HILL: I don't know if it was illegal or not. We don't have enough detail yet, but what I will say based on the tapes alone it would make me say this guy's racist, I don't want him in the league, but I don't think we have the muscle to do it without all the other stuff.

CUOMO: Mike Pesca, Marc Lamont Hill, thank you very much.

(END VIDEOTAPE) BOLDUAN: Coming up next on NEW DAY, hopes dim on a diplomatic solution in Ukraine. Intense violence leaves three people dead. President Obama and German Chancellor Angela Merkel are meeting to discuss the crisis. We'll have a preview in what's at stake on the important one on one ahead.

And also tune in this Sunday at 9:00 p.m. Eastern for "PARTS UNKNOWN." This week, Anthony Bourdain is heading to Mexico. Take a look.

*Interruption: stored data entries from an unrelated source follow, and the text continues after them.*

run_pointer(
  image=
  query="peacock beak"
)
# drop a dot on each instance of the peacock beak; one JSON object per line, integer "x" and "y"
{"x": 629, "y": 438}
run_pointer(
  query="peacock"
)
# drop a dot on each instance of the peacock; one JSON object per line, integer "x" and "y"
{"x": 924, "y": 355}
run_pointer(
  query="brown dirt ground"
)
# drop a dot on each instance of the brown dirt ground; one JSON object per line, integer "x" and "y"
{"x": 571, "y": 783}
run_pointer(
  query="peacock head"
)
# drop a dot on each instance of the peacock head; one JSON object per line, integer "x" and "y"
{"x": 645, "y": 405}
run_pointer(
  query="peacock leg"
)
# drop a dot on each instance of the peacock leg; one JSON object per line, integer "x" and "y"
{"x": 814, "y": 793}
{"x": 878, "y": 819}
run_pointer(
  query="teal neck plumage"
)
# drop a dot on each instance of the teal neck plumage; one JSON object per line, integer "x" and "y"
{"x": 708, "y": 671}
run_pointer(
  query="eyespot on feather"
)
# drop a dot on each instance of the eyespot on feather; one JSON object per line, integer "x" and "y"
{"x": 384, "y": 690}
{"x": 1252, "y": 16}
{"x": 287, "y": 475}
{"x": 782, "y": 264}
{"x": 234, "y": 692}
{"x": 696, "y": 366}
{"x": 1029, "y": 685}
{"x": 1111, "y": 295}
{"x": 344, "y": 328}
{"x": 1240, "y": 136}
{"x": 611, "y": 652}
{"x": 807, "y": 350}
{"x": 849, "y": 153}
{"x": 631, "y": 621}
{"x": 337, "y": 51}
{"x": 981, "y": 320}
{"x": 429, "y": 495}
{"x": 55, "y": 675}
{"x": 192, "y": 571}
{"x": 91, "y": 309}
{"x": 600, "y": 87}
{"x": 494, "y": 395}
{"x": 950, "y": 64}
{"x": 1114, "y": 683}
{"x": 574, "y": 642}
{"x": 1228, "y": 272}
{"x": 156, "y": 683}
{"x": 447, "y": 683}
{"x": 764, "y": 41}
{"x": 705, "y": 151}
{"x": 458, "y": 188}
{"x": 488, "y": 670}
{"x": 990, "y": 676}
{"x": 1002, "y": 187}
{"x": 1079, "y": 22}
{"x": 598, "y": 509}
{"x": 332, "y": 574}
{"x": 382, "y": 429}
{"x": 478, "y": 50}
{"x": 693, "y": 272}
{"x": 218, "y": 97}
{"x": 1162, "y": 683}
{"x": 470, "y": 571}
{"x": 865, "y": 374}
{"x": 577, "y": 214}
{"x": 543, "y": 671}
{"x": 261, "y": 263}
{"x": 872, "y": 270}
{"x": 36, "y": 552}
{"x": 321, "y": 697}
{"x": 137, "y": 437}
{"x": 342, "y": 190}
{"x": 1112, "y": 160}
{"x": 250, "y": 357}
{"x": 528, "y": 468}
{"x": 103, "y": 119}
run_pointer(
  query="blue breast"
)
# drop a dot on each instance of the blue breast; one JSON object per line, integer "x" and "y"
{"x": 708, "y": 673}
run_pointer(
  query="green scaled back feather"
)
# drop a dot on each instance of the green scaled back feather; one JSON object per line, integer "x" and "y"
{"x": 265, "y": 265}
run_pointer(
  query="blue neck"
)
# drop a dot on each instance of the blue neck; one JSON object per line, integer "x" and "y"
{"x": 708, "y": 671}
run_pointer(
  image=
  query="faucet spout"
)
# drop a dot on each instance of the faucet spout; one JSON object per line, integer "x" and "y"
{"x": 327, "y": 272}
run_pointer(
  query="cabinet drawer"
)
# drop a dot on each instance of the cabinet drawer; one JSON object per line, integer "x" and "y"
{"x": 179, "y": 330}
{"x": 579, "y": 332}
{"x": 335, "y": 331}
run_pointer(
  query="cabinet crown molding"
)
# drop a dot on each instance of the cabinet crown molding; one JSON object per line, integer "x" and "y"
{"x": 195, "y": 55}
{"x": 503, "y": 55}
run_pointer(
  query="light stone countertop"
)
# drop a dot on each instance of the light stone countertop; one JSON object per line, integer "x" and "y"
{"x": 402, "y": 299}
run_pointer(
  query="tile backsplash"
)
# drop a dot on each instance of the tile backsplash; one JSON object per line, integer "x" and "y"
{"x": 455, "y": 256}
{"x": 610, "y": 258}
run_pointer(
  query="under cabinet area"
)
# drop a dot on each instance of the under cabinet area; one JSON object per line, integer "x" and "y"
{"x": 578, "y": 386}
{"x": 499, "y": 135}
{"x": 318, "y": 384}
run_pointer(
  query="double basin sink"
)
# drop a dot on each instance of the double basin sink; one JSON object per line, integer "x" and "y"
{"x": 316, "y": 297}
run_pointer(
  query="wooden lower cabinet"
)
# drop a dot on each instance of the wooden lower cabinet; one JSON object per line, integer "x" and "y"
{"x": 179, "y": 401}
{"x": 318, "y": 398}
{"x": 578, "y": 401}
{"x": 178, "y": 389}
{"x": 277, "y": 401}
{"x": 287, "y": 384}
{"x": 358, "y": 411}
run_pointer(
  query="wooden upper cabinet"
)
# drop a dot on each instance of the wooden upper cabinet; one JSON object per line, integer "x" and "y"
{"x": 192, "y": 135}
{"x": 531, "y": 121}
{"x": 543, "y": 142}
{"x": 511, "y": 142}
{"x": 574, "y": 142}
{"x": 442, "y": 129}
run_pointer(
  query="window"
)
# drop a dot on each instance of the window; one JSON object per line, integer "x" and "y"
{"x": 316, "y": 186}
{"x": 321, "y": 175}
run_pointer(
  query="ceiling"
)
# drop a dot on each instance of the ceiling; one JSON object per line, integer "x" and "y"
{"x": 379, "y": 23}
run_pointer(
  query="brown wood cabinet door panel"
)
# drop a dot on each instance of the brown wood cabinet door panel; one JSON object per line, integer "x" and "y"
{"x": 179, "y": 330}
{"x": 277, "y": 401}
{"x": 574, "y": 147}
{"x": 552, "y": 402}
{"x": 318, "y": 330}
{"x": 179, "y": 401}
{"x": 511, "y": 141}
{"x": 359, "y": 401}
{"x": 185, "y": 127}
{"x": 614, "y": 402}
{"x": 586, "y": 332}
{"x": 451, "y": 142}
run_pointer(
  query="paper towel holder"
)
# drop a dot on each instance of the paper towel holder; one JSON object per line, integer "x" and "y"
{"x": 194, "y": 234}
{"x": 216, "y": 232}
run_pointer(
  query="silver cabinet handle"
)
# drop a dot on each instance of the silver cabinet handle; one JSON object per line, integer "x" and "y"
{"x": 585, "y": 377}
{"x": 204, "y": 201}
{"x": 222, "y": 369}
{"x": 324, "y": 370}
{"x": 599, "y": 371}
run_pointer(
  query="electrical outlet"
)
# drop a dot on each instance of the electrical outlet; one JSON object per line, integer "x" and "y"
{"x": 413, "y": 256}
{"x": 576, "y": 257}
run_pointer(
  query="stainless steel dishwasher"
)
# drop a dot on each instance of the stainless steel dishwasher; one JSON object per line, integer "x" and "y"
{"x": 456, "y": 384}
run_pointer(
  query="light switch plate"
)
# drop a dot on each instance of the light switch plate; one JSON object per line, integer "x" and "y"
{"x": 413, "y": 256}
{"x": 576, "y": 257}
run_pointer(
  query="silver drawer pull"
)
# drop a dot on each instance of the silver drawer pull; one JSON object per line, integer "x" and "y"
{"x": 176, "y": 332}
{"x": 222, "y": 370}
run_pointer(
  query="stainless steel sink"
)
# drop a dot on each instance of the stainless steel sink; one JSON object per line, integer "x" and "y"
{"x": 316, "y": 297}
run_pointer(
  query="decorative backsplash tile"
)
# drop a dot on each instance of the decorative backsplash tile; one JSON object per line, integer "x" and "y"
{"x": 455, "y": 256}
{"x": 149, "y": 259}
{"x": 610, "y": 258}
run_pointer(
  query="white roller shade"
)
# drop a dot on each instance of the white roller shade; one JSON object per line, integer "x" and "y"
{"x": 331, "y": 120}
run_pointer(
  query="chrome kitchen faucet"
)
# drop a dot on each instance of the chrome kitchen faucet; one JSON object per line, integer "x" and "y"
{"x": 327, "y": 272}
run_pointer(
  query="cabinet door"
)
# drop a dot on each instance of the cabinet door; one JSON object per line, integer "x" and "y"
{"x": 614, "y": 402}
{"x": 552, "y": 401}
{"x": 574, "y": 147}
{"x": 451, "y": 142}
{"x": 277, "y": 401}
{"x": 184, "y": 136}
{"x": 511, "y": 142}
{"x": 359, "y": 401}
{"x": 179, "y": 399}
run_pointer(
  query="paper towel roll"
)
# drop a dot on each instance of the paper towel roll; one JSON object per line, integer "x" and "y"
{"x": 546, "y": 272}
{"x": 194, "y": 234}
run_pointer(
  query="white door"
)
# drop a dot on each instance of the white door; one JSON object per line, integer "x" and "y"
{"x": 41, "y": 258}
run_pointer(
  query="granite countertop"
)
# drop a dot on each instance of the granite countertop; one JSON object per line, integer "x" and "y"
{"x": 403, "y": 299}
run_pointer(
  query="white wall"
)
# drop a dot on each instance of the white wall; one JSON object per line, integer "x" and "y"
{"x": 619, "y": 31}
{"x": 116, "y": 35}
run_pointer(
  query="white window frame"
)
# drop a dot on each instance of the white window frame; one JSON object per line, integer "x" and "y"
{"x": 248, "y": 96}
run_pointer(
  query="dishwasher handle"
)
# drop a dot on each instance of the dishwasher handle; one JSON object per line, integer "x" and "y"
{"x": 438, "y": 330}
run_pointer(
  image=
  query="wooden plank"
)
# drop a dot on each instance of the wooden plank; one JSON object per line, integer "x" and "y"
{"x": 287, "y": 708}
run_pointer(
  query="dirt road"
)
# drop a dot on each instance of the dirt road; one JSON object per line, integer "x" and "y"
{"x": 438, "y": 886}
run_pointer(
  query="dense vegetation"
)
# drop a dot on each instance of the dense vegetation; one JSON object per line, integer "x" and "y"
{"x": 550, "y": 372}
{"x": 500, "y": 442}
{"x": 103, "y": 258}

ANTHONY BOURDAIN, HOST, CNN'S "PARTS UNKNOWN": This quiet little town is about 15 miles outside of Oaxaca. The pre-Hispanic Mexico are celebrated and packaged for consumption. Abigail Mendoza and her sister are Zapoteca. Original people from Mexico before the Spanish. Before the Aztecs. This is her restaurant where Abigail has been grinding corn by hand, making massa and moles like this the ridiculously faithful, time-consuming, difficult, traditional way she was taught to make these things. In the way she's been making them since she was 6 years old.

Look at her hands, by the way. Small, surprisingly delicate given all the hard work, all the pushing, kneading, grinding, stone against stone over the years. Then look at her forearms. The power there. It's impressive and beautiful.